Yulia Gorbunova, middle, eats a pickle, a traditional snack of Russia, in front of a Soviet painting during the "An Evening in Russia" event on April 13 at the Springville Museum of Art. http://bit.ly/20OsTxf

Using everything from strollers to walking canes, patrons took a stroll in Soviet Russia at the Springville Art Museum Wednesday evening.

In addition to viewing, questioning and discussing the Museum’s “Russian Stories, Soviet Ideals,” exhibit, visitors to Wednesday night’s event also sampled pieces of Soviet culture.

At one station in particular, participants were encouraged to learn their assigned career and make paper tools to do their job, an experience that taught a small lesson about communist Russian economy. In another area, families made clay vegetables and food and “planted” them in the community garden, another common activity of the culture. In still another, patrons learned about the physical climate of Russia and the clothing needs of the people living there.

“There is always something new to see here, and we wanted to invite the public to see this collection,” said Rachel Blumer, the museum’s educator over outreach and elementary programs.

The Springville Art Museum has a large collection of Soviet Russia artists, and the focus of the evening was to help visitors engage with the art in a new way.

“Most of the artists working then could keep working because the government allowed it. So their paintings had to touch on Soviet ideals. The paintings, each in their own way, show the difference between those Soviet ideals versus the real experience of the Russian people,” Blumer said. “As with most times in history, there is always propaganda. But I feel like, if you look for it, you can see the reality, or ask interpretive questions that get to the truth of the paintings.”

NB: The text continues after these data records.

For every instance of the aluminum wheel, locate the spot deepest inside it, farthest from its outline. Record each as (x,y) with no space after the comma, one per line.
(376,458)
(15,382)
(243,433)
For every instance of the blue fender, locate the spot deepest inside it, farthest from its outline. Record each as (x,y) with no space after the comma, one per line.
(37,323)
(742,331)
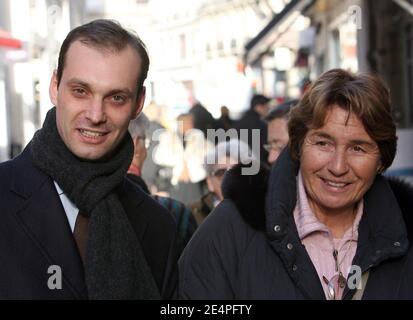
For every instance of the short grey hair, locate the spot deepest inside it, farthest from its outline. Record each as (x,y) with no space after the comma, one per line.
(139,127)
(235,149)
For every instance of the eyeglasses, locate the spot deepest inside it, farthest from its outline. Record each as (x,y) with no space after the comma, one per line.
(335,287)
(275,146)
(219,173)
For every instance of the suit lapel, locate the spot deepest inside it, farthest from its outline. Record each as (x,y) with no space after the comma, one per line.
(43,218)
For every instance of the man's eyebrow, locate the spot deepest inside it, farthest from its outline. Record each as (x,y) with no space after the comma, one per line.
(76,81)
(122,90)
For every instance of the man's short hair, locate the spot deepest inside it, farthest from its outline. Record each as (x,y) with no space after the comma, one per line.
(281,111)
(258,99)
(106,34)
(139,127)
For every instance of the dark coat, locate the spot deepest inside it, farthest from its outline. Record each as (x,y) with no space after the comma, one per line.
(237,253)
(35,234)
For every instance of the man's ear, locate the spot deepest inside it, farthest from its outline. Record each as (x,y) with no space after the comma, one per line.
(140,100)
(53,88)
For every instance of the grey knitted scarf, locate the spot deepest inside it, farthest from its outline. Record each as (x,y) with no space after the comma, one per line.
(115,266)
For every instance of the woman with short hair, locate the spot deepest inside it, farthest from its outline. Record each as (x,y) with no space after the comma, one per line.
(325,223)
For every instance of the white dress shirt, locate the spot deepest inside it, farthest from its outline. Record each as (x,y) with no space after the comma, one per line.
(70,208)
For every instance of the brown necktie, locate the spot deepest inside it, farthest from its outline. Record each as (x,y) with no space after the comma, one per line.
(80,234)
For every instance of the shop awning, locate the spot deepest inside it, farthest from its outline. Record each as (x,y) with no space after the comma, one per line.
(7,41)
(279,24)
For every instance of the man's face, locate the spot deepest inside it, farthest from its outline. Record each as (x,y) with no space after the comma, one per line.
(96,99)
(338,163)
(277,138)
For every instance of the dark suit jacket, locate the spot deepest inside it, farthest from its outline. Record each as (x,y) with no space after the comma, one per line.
(35,234)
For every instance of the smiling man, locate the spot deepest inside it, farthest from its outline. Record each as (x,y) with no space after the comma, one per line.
(324,220)
(66,202)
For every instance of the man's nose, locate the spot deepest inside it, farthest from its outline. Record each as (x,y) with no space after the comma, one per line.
(96,112)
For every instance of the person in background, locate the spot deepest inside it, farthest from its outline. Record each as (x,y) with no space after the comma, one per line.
(225,122)
(202,119)
(253,119)
(185,221)
(277,138)
(224,156)
(183,151)
(72,226)
(325,223)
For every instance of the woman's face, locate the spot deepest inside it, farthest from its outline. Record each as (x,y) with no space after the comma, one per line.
(338,162)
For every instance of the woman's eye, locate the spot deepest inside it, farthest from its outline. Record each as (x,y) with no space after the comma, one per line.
(119,99)
(358,149)
(321,143)
(79,91)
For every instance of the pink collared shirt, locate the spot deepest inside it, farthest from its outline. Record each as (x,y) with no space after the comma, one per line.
(318,239)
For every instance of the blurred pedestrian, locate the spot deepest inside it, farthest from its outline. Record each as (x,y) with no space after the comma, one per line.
(253,119)
(277,138)
(184,152)
(225,122)
(223,157)
(202,118)
(185,221)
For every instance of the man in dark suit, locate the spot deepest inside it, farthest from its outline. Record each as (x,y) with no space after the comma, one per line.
(71,225)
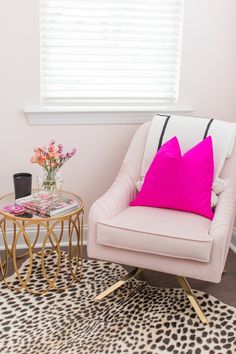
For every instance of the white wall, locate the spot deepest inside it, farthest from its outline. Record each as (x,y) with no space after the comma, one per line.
(208,84)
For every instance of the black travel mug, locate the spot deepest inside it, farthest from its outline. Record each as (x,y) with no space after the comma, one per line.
(22,184)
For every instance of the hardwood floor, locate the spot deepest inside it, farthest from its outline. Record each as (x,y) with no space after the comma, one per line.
(224,291)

Possibly the most authentically realistic paintings of the evening were two depicting a very dark time for the Russian people. One was a scene from during the German siege and blockade of Leningrad from 1941-44. The color and lines are stark, and the few Russian people within have a hollow grayness to their faces. It accurately shows the era’s devastating conditions but also inner strength of those Russian residents cut off from outside food and support for 872 days.

The second painting, called “The Impassioned Years: My Brothers in Arms,” by Semen Aronovich Rotnitski, portrays the Russians’ victorious efforts to wrest Leningrad from the Germans. It also successfully shows the dichotomy between the determination and will of the Russian people, and the horrible cost of the war to the soldiers and their families.

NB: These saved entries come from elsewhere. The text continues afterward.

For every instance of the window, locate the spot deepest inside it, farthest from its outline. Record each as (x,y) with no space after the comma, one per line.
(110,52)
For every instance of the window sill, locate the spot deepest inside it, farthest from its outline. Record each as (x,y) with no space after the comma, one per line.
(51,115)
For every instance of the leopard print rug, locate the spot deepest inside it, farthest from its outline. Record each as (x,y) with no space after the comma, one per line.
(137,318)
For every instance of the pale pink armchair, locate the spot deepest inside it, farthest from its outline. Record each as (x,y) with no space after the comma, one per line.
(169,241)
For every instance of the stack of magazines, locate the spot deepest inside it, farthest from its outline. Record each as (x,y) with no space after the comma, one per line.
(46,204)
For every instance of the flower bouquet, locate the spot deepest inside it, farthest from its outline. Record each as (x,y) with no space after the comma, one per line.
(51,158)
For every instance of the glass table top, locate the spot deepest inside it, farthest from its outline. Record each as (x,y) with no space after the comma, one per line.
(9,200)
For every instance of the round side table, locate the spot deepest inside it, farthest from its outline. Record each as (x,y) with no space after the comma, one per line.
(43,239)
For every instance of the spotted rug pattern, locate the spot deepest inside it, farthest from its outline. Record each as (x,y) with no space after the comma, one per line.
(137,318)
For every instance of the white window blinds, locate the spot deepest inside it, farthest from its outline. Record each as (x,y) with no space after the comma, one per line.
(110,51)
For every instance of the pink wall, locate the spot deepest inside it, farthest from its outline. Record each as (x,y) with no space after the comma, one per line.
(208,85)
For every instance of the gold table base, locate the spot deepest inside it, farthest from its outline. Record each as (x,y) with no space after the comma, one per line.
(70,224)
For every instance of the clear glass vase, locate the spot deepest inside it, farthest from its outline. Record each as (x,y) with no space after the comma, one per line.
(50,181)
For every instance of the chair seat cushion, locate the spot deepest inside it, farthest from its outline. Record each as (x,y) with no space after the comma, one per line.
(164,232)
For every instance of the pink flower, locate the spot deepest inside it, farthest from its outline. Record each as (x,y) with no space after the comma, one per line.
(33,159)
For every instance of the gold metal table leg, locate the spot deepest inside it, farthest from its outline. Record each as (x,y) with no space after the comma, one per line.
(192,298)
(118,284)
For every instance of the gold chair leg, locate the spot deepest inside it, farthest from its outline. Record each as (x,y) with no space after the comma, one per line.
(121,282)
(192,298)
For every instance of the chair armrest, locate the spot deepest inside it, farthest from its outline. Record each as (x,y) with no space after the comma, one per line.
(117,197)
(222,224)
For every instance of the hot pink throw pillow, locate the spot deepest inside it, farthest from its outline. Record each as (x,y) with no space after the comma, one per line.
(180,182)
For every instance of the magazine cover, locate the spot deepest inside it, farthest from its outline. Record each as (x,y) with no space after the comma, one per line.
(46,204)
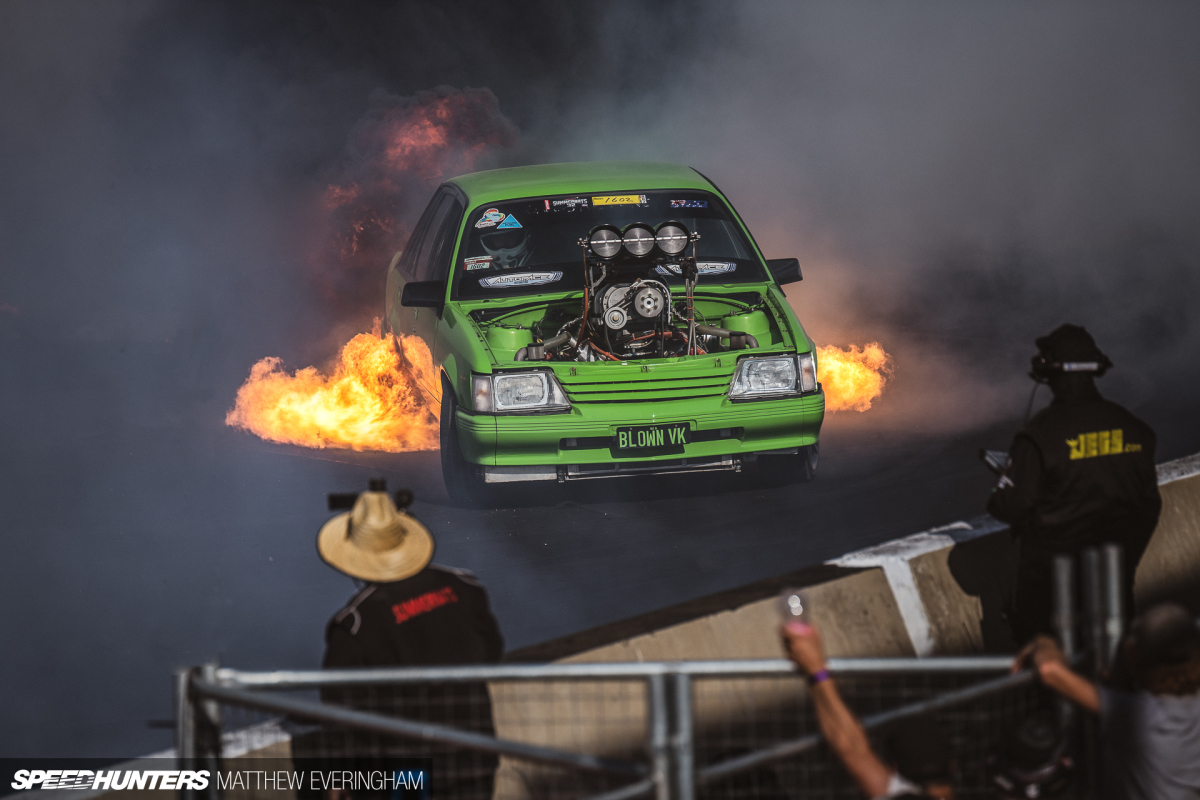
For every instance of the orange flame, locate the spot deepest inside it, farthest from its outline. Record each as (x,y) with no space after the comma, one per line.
(855,377)
(370,401)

But not all paintings dealt with war. Many touched on scenes of family life, streaked in light, joyful colors.

The evening was also highlighted by two performances of selections from Tchaikovsky’s “Swan Lake” by members of the Utah Regional Ballet. With arabesques, plies and pirouettes the white tutus of the ballerinas and bold navy coat of the cavalier shone amid the backdrop of splashes of colored oil on canvas in the museum’s Grand Gallery.

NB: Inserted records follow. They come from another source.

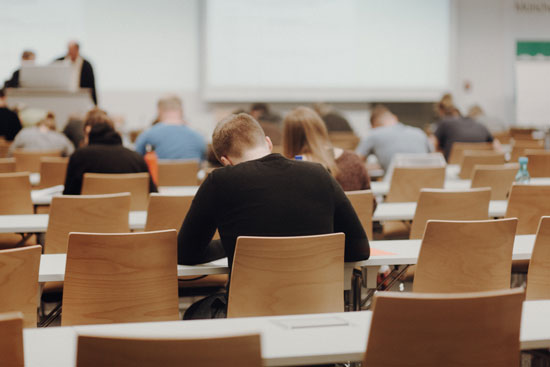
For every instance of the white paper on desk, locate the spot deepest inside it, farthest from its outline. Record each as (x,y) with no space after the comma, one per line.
(306,323)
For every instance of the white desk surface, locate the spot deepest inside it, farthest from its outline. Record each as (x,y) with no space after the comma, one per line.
(281,345)
(396,252)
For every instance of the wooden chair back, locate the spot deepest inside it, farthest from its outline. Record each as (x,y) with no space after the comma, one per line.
(344,139)
(7,165)
(137,184)
(19,282)
(166,212)
(435,330)
(457,150)
(15,193)
(178,172)
(53,171)
(528,203)
(287,275)
(29,161)
(11,334)
(498,177)
(434,204)
(123,277)
(472,157)
(232,351)
(538,276)
(85,213)
(453,252)
(406,182)
(539,162)
(363,204)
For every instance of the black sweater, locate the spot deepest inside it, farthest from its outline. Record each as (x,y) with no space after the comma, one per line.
(103,154)
(270,196)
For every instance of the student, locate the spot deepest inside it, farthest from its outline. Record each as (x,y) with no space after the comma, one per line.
(258,193)
(43,136)
(170,137)
(305,134)
(103,153)
(389,137)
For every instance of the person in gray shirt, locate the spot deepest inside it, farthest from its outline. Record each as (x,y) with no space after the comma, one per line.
(389,136)
(43,136)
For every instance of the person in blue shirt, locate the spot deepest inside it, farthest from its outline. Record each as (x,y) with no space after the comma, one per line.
(170,137)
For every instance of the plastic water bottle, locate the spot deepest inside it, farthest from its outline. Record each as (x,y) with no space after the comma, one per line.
(523,175)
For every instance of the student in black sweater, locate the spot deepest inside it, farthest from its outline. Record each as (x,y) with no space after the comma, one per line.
(262,194)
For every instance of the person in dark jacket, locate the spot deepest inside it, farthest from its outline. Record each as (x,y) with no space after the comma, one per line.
(103,153)
(84,73)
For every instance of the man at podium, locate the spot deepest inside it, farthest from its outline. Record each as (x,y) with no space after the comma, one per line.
(82,69)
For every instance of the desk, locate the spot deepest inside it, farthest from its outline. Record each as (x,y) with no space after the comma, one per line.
(281,346)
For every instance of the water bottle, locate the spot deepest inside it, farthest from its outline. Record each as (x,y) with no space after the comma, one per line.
(522,175)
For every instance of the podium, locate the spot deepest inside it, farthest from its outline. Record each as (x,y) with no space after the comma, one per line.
(61,102)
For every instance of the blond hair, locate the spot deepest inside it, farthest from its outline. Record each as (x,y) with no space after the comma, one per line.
(304,132)
(236,133)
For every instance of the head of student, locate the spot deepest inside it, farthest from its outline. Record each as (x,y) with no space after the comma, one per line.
(239,138)
(382,116)
(305,133)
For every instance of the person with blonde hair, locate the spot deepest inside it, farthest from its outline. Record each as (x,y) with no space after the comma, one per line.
(305,134)
(43,136)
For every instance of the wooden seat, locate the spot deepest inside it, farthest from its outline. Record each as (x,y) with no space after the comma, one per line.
(472,157)
(19,282)
(436,204)
(363,204)
(538,277)
(137,184)
(458,148)
(11,334)
(465,256)
(528,203)
(433,330)
(539,163)
(287,275)
(7,165)
(29,161)
(53,171)
(498,177)
(232,351)
(178,172)
(85,213)
(115,278)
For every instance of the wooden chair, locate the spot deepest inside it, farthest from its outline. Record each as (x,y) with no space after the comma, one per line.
(465,256)
(498,177)
(137,184)
(432,330)
(7,165)
(178,172)
(287,275)
(29,161)
(85,213)
(363,203)
(539,162)
(457,149)
(538,277)
(407,182)
(528,203)
(19,282)
(11,334)
(232,351)
(436,204)
(15,193)
(53,171)
(471,157)
(115,278)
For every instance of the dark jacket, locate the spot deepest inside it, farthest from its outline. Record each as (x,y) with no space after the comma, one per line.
(103,154)
(270,196)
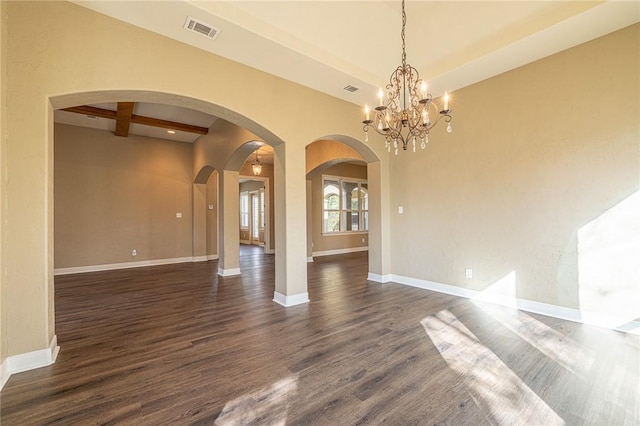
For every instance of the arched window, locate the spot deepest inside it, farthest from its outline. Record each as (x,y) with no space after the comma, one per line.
(345,205)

Another popular draw was, of course, the food. Samplings of breads, jams and jellies, were joined by Russian pickles that went faster than museum employees could restock them.

While the food, dancing and activities are now gone, the exhibit still remains, and welcomes visitors to contemplate a not-too-distant era of Russian history.

“Our goal, of course, is to get people looking at the art,” Blumer said.